Marketing: is the activity, set of institutions, and process for creating, communicating, delivering, and exchanging offerings that have values for customers, clients, partners, and society at-large.
Needs: states of felt deprivation.
Wants: the form human needs take as shaped by culture and individual personality.
Demands: human wants that are backed by buying power.`
Market Offering: some combination of products, services, information, or experiences offered to a market to satisfy a need or want
Marketing Myopia: the mistake of paying more attention to the specific products a company offers than to the benefits and experiences produced by these products.
Exchange: the act of obtaining a desired object from someone by offering something in return.
Market: the set of all actual and potential buyers of a product or service.
Marketing Management: the art and science of choosing target markets and building profitable relationships with them.
Production concept: the idea that consumers will favor products that are available and highly affordable and that the organization should therefore focus on improving production and distribution efficiency.
Product Concept: the idea that consumers will favor products that offer the most quality, performance, and features and that the organization should therefore devote its energy to making continuous product improvements.

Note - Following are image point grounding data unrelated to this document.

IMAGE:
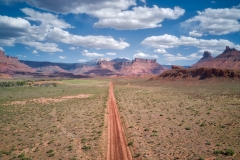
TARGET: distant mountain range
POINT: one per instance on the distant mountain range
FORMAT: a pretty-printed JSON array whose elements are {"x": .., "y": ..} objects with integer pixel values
[{"x": 230, "y": 58}]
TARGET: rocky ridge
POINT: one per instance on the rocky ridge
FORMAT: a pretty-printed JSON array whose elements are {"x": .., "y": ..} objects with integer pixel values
[
  {"x": 11, "y": 65},
  {"x": 230, "y": 58}
]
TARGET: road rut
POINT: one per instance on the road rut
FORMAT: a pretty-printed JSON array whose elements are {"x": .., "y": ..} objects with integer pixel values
[{"x": 117, "y": 145}]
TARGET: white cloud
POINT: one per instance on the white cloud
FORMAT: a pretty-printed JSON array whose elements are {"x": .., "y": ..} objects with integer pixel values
[
  {"x": 112, "y": 14},
  {"x": 21, "y": 56},
  {"x": 237, "y": 7},
  {"x": 160, "y": 51},
  {"x": 62, "y": 57},
  {"x": 171, "y": 57},
  {"x": 143, "y": 55},
  {"x": 46, "y": 18},
  {"x": 44, "y": 47},
  {"x": 111, "y": 54},
  {"x": 72, "y": 48},
  {"x": 82, "y": 6},
  {"x": 137, "y": 18},
  {"x": 169, "y": 41},
  {"x": 195, "y": 34},
  {"x": 98, "y": 42},
  {"x": 34, "y": 52},
  {"x": 41, "y": 35},
  {"x": 13, "y": 27},
  {"x": 215, "y": 21},
  {"x": 82, "y": 60},
  {"x": 93, "y": 54}
]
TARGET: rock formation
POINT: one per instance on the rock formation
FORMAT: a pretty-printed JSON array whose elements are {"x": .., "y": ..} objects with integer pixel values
[
  {"x": 230, "y": 58},
  {"x": 136, "y": 67},
  {"x": 11, "y": 65},
  {"x": 199, "y": 73},
  {"x": 177, "y": 67}
]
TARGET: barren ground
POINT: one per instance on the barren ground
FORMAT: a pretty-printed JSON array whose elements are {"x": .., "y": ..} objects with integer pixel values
[
  {"x": 180, "y": 120},
  {"x": 63, "y": 122},
  {"x": 117, "y": 146}
]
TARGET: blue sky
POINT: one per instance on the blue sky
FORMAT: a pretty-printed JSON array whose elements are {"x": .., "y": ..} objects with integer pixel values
[{"x": 73, "y": 31}]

Selling Concept: the idea that consumers will not buy enough of the firm's products unless it undertakes a large-scale selling and promotion effort.
Marketing Concept: the marketing management philosophy that holds that achieving organizational goals depends on knowing the needs and wants of target markets and delivering the desired satisfactions better than competitors do.

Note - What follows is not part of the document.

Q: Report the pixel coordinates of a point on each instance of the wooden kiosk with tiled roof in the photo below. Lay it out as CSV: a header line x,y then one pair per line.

Societal Marketing Concept: the idea that a company's marketing decisions should consider consumers' long run interests, and society's long-run interests.
Customer Relationship Management: the overall process of building and maintaining profitable customer relationships by delivering superior customer value and satisfaction.
Customer Perceived Value: the customer's evaluation of all the difference between all the benefits and all the costs of a marketing offer relative to those of competing offers.
Customer Satisfaction: the extent to which a products perceived performance matches a buyer's expectations.
Consumer-Generated Marketing: marketing messages, ads, and other brand exchanges created by consumers themselves- both invited and uninvited.
Partner Relationship Management: working closely with partners in other company departments and outside the company to jointly bring greater value to customers.
Customer Lifetime Value: the value of the entire stream of purchases that the customer would make over a lifetime of patronage.
Share of Customer: the portion of the customer's purchasing that a company gets in its product categories.
Internet: a vast public web of computer networks, which connects users of all types all around the world to each other and to an amazingly large information repository.